Out of the delay, O'Sullivan tabbed Dyson to take the hill when the game resumed in the third, about four hours after completing his pair of innings in Game 2.
"There was no choice," O'Sullivan said. "We were really hoping to get three innings out of him."
Before his five scoreless innings in Monday night's rain-delayed Game 3, Tyler Dyson threw two scoreless innings in Game 2.
Three innings, the UF coaches hoped, followed by what they figured would be a mishmash of maybe Frank Rubio (a ground-ball specialist) for a batter or two here, Garrett Milchin (who hasn't pitched in a month) for a couple there and a look at Nick Horvath (lefty), as well; all with the intention of getting to ace Alex Faedo to finish things off with his first relief performance in over two years.
Whatever it took.
Dyson, though, had other ideas, especially after navigating Wake's big bats earlier in the day.
"I was confident," Dyson said. "After I went through the lineup in the first game, I thought, 'OK, I've faced these guys,' and just thought if I could execute I could do it."
The first batter, Keegan Maronpot, popped a single to right. After that, Dyson set the next 13 Deacons down in order before Gavin Sheets lashed a one-out double in the seventh. Dyson then struck out Game 2 killer Breazeale swinging and got Johnny Aiello, who hit two homers in the matinee, on a fly out to right.
"I wanted to hand the ball off to Alex and let him finish it," Dyson said. "I didn't want anyone else coming in. I took that mentality up there just to try and put up zeroes for the guys."
For context: Wake's 3-4-5-6 hitters combined for 69 homers and 255 RBIs this season, yet went a collective 1-for-13 against Dyson.
Faedo entered in the eighth.

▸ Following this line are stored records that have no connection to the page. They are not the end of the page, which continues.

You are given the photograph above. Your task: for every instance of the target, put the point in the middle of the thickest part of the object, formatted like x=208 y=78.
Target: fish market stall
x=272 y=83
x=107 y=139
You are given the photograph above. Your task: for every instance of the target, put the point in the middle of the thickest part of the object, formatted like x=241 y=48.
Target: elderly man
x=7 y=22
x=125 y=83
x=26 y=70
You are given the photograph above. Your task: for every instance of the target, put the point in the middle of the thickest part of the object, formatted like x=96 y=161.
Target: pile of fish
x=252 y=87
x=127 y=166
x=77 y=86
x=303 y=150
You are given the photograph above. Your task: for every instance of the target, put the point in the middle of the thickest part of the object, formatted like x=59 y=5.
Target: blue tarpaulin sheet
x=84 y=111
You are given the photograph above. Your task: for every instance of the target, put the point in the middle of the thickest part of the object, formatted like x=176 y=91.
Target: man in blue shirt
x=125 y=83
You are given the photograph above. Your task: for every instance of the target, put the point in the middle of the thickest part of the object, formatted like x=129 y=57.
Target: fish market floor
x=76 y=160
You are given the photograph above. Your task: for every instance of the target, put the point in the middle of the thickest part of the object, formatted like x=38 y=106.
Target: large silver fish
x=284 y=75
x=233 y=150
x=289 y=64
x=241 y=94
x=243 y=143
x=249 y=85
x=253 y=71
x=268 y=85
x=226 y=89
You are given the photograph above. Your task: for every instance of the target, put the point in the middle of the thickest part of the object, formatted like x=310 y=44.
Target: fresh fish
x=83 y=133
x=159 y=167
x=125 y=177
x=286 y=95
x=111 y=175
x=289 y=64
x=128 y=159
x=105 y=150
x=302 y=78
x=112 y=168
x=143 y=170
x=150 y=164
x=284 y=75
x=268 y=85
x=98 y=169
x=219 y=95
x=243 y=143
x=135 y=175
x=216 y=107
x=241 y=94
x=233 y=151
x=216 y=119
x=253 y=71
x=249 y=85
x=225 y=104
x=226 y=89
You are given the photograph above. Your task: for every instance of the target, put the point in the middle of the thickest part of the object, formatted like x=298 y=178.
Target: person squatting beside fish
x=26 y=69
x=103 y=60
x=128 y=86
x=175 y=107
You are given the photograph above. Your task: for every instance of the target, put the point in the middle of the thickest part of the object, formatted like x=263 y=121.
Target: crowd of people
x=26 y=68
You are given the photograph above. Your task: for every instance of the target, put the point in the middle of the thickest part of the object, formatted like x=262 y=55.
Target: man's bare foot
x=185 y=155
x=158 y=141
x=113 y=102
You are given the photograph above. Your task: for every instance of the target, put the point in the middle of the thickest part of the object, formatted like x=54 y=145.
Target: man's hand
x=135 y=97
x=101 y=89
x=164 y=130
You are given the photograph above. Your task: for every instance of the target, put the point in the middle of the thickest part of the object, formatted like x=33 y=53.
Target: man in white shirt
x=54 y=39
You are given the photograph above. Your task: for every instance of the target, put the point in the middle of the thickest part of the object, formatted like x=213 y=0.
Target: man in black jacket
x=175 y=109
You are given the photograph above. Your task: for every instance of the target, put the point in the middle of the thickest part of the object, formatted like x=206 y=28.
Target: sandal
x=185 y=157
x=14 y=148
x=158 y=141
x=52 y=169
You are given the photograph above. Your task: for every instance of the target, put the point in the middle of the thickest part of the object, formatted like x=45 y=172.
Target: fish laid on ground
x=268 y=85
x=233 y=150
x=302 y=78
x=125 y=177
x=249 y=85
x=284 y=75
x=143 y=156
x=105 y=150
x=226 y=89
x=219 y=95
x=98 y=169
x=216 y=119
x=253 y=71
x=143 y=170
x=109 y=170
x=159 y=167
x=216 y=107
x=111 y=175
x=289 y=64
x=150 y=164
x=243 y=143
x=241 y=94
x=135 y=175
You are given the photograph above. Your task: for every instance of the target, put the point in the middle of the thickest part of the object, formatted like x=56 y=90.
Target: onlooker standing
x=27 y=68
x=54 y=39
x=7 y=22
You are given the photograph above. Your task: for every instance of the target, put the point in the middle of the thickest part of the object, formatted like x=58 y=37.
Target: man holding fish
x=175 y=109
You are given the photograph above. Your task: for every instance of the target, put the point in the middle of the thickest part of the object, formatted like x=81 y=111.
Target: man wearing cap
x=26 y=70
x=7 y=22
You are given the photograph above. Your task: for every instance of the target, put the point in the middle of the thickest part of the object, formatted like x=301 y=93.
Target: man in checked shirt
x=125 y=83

About an hour earlier, he'd been drafted by the Detroit Tigers with the 18th pick in the first round. He took over with a 3-0 lead and a lineup of already frustrated Demon Deacons.
"We knew we weren't going to get multiple runs off him," Wake coach Tom Walter said. "We had to get runs in the middle innings."
Those were Dyson's innings and he gave them nothing. Then he handed the ball to Faedo, as planned.
Faedo did the rest.
"I was going to go out there and do it for these guys," Dyson said.
Picked a good time to do so. Now, look what the Gators have found.
"I'd seen Tyler earlier in the season leaving the ball up a little bit and not really commanding his secondary [pitches], but I thought today there was a whole new monster out there," Schwarz said. "He was throwing the ball hard, getting on the hitters and putting it wherever my glove was."
Pardon the interruption, but the Gators may have a new weapon in the bullpen. Pretty good timing, too.